The ship shuddered from two more massive explosions. The assassin tried to rise, but again lost his balance when the ship lurched to port. He teetered on the verge of standing. Karl kicked him in the ankle. The Russian let out an unladylike yell and crashed to the floor. His head came to rest against the metal base of the bunk.
Karl braced himself against the sink pipes and drove his hobnail boot into the man's throat, crushing his larynx. The man flailed at Karl's leg, his eyes bulged, his face went dark red, then purple, and then he died.

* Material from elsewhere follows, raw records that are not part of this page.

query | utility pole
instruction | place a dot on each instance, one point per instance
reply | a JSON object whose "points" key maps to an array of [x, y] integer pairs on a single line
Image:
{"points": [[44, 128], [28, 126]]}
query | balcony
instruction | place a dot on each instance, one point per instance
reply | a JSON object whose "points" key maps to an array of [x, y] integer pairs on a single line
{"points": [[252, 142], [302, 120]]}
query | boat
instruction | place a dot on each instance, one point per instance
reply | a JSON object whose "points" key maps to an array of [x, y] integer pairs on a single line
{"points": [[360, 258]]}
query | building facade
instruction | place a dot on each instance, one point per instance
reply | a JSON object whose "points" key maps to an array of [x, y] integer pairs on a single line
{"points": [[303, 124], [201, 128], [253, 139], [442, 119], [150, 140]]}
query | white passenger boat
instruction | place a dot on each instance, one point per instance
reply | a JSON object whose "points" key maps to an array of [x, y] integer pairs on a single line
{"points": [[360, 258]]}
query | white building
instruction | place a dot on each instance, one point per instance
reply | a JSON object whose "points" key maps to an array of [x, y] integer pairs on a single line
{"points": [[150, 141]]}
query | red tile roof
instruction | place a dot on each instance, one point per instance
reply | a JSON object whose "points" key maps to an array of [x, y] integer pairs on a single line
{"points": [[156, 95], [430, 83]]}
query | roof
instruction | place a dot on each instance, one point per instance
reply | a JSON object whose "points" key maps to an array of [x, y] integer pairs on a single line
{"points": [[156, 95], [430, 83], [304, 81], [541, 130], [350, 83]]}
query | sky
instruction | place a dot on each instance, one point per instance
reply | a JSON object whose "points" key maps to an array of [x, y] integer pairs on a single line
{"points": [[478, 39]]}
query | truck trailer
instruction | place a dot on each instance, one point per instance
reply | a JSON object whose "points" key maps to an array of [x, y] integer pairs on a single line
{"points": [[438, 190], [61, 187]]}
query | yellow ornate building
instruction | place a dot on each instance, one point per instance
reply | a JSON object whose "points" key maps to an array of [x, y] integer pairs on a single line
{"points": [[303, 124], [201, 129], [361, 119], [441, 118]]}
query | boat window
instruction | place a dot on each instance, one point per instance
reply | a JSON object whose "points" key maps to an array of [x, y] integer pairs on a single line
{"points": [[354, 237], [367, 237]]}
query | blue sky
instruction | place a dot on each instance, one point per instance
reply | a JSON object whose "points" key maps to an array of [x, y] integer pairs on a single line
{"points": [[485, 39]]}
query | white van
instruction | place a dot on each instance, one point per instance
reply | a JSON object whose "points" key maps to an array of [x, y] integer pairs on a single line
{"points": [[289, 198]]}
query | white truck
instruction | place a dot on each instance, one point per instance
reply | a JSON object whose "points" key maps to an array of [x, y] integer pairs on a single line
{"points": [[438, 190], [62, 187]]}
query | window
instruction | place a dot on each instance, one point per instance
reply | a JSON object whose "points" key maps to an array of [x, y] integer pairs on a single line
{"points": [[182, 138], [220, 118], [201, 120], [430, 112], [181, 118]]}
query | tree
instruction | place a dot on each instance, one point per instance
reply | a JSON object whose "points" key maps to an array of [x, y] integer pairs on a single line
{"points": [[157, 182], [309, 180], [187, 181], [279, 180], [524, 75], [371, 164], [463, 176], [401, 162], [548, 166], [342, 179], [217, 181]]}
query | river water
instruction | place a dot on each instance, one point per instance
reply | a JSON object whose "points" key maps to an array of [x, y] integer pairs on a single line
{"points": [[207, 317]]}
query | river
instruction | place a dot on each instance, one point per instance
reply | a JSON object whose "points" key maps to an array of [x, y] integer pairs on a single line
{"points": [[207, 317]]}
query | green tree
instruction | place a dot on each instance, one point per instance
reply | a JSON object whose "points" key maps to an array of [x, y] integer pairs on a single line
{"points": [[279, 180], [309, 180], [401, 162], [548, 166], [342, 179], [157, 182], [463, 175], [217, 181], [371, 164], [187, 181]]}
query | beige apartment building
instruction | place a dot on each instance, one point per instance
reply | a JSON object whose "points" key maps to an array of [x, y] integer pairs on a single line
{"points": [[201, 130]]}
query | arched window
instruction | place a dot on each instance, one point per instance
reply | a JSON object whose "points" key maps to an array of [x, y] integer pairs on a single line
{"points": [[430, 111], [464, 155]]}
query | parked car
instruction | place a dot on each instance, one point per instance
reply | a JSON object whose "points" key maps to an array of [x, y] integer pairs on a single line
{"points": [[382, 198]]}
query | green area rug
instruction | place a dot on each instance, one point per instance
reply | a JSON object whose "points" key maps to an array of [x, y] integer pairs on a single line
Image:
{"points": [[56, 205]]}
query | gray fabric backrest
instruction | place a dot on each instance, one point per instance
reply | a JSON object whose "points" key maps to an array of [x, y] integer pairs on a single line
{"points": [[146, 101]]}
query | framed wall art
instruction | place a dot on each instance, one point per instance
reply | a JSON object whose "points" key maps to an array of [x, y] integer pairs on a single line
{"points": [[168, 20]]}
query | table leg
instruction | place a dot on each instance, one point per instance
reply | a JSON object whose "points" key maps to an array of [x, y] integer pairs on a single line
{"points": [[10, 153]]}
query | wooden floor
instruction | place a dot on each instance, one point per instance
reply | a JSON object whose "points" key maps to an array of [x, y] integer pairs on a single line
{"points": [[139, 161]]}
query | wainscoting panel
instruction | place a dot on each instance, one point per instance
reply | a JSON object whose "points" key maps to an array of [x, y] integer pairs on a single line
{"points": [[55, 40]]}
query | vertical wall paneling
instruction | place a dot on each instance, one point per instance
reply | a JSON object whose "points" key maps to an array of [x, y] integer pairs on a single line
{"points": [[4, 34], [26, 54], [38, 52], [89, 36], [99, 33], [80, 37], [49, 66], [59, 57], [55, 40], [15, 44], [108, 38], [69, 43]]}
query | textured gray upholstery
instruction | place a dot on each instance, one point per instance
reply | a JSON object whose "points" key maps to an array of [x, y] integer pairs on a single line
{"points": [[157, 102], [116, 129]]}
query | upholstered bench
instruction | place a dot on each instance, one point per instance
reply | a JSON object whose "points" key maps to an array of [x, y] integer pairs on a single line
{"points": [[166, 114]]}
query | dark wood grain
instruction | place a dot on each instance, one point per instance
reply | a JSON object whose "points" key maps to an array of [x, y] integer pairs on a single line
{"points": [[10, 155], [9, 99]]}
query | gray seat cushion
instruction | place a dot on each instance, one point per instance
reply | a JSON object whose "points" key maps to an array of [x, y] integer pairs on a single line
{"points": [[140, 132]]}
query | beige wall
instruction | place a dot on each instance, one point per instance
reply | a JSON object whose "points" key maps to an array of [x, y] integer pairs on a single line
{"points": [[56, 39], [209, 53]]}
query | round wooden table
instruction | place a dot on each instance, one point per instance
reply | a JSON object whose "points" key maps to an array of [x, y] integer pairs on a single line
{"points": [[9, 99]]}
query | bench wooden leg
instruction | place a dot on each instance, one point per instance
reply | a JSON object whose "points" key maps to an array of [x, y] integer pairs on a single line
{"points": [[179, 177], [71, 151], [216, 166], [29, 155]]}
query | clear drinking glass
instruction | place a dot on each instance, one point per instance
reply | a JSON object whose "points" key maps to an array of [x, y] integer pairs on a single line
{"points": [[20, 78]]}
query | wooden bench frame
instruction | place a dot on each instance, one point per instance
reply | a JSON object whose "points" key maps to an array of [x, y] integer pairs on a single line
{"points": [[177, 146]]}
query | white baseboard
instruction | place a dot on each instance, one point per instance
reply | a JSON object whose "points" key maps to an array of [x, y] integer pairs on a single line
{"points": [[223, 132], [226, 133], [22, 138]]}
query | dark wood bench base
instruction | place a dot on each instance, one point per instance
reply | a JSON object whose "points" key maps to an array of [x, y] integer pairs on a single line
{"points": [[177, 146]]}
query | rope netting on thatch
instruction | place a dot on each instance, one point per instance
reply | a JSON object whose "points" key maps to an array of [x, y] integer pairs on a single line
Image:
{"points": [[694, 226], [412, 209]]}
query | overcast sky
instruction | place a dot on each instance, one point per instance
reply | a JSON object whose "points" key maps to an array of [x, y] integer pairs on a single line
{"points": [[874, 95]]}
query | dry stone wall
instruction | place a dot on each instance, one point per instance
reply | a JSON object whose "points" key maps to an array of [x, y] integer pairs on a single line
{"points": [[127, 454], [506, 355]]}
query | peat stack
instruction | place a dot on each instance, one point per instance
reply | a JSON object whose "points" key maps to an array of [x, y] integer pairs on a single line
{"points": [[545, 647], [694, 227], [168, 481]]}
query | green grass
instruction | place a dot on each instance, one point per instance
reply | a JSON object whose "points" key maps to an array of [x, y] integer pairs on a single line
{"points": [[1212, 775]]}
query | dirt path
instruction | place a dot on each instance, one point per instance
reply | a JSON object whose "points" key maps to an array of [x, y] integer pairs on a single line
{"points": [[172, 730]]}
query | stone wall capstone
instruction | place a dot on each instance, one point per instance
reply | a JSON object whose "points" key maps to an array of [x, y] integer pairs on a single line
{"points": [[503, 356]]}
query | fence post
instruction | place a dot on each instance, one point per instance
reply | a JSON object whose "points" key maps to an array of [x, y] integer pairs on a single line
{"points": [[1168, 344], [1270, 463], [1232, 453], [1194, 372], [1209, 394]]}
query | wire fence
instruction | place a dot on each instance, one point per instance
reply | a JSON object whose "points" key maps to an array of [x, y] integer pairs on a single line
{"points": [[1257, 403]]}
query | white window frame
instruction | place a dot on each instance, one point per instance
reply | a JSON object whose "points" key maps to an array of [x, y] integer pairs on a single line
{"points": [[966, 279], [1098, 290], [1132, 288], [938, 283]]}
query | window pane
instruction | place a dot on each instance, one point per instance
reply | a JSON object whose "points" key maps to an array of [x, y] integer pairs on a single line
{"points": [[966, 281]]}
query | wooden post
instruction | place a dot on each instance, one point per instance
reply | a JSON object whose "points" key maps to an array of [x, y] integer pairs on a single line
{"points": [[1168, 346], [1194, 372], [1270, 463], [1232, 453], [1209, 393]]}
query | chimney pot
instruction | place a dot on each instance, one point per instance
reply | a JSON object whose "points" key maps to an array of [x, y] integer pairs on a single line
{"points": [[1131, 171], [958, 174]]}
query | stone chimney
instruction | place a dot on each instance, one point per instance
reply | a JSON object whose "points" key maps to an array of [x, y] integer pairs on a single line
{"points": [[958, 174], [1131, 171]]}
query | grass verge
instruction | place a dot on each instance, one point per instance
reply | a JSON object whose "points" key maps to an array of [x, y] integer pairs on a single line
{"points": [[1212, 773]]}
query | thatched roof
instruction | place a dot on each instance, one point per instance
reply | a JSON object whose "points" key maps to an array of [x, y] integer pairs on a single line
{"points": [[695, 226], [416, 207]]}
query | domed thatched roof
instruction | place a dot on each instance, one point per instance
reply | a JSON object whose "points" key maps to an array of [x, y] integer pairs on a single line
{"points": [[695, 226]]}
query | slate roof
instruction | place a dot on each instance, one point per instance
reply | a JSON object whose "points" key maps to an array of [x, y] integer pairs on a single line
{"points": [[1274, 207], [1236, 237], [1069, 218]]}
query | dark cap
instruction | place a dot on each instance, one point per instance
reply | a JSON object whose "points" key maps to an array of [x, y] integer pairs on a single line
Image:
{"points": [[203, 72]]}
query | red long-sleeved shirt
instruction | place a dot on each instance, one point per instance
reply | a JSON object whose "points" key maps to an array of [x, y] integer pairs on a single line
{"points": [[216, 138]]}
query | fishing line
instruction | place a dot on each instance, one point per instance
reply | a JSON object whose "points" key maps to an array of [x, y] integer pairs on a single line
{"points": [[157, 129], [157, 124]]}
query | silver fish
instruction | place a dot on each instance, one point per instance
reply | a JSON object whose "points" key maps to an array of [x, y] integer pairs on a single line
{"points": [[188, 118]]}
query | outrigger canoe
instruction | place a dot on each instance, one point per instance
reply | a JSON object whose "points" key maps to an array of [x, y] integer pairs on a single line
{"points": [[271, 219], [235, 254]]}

Karl staggered to his feet.
"We've got to get out of here," he said. "The ship's been torpedoed."
He muscled Kovacs from the cabin into the passageway, where there was pandemonium. The corridor was filled with panic-stricken passengers. Their screams and shouts echoed off the walls. The ringing of alarm bells contributed to the din. The emergency lights were on, but a pall of smoke produced from the explosions made it difficult to see.
The main stairway was clogged with an unmoving crush of panicked passengers. Many of them had stopped in their tracks as they gagged from the throat-burning fumes.
The mob was trying to push against the river of water that spilled down the stairs. Karl opened an unmarked steel door, dragged Kovacs into a dark space and shut the door behind them. The professor felt his hand being guided to the rung of a ladder.
"Climb," Karl ordered.
Kovacs dumbly obeyed, ascending until his head hit a hatch. Karl shouted from below to open the hatch cover, and to keep climbing. They went up a second ladder. Kovacs pushed another cover open. Cold air and wind-driven snowflakes lashed his face. He climbed through the hatch, and helped Karl into the open.
Kovacs looked around in bewilderment. "Where are we?"
"On the boat deck. This way."
The icy, sloping deck was eerily quiet, compared to the horror in the third-class section. The few people they saw were the privileged passengers whose cabins were on the boat deck. Some were clustered around a motorized pinnace, a sturdy boat built to cruise in the Norwegian fjords. Crew members had been chipping away with hammers and axes at the ice on the davits.
With the davit fastenings finally freed, the crewmen surged aboard, pushing aside women, some of them pregnant. Children and wounded soldiers didn't have a chance. Karl drew his pistol and fired a warning shot in the air. The crewmen hesitated, but only for a second, before they continued to fight their way onto the lifeboat. Karl fired another shot, killing the first crewman who had climbed into the boat. The others ran for their lives.
Karl lifted a woman and her baby into the boat, then gave the professor a hand before climbing in himself. He allowed some crewmen aboard, so they could throw the dead man out and lower the boat to the water. The hooks attached to the lowering lines were unfastened and the motor started.
The heavily burdened boat wallowed as it moved slowly across the sea toward distant lights from a freighter that was headed their way. Karl ordered the lifeboat stopped to pick up people floating in the water. Soon it became even more dangerously overloaded. One of the crewmen protested.